Anche Giovanni Paolo II dopo il riordinamento della Curia romana operato con la Pastor bonus apportò ulteriori modifiche: ad esempio con la costituzione nel 1993 di un nuovo dicastero risultante dalla fusione in un unico organismo dei due Pontifici Consigli della Cultura e per il Dialogo con i non credenti. Contestualmente Giovanni Paolo II decretò lo sganciamento dalla Congregazione per il Clero della Pontificia Commissione per la Conservazione del Patrimonio e Storico della Chiesa conferendole assoluta autonomia sotto la diversa denominazione di Pontificia Commissione per i Beni Culturali della Chiesa.

Il senso e la ragione delle forme d’intervento che ho appena esemplificato, potrebbero bene illustrarsi alla luce di ciò che Francesco ha scritto nell’esortazione apostolica Evangelii gaudium circa il principio (come egli lo enuncia) che «il tempo è superiore allo spazio». Questo principio – spiegava il Papa – permette di lavorare a lunga scadenza, senza l’ossessione dei risultati immediati. Aiuta a sopportare con pazienza situazioni difficili e avverse, o i cambiamenti dei piani che il dinamismo della realtà impone… Dare priorità al tempo significa occuparsi di iniziare processi più che di possedere spazi. Il tempo ordina gli spazi, li illumina e li trasforma in anelli di una catena in costante crescita, senza retromarce. Si tratta di privilegiare le azioni che generano nuovi dinamismi nella società e coinvolgono altre persone e gruppi che le porteranno avanti, finché fruttifichino in importanti avvenimenti storici. Senza ansietà, però con convinzioni chiare e tenaci» (n. 223). A questo principio, il Papa, nel tempo intercorso fra l’inizio del lavoro di riforma della Curia romana ad oggi, è stato sempre fedele.

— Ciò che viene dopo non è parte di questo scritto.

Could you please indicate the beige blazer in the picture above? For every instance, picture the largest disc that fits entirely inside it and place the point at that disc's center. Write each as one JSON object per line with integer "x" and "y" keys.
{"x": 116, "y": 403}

Un altro importante principio seguito nel processo di riforma della Curia romana è stato quello della tradizione, ch’è il principio della fedeltà alla storia e della continuità col passato. È proprio secondo questo principio che sarebbe stato fuorviante (oltre che fantasioso) pensare a una riforma tale da stravolgere l’intero impianto curiale. Nella Curia, difatti, ci sono Dicasteri che riguardano azioni fondamentali dell’agire ecclesiale, quali l’annuncio del Vangelo, la tutela della fede e la custodia dei costumi, la vita liturgica, il servizio della communio e della carità… Altri Dicasteri riguardano poi le persone e gli stati di vita nella Chiesa. Tutto ciò deve necessariamente essere conservato anche se, come per ogni struttura di servizio, ha sempre bisogno di una permanente sorta di «manutenzione».

Per altro verso e quasi a suo equilibrio si penserà al principio dell’innovazione. All’interno di questo criterio di innovazione si colloca pure la scelta e la nomina a Prefetto del Dicastero per la comunicazione di un fedele laico: decisione non improvvisata da parte del Papa; anzi appositamente studiata con il contributo di autorità in materia. Anche in questo caso, però, la scelta di Francesco ha un precedente significativo.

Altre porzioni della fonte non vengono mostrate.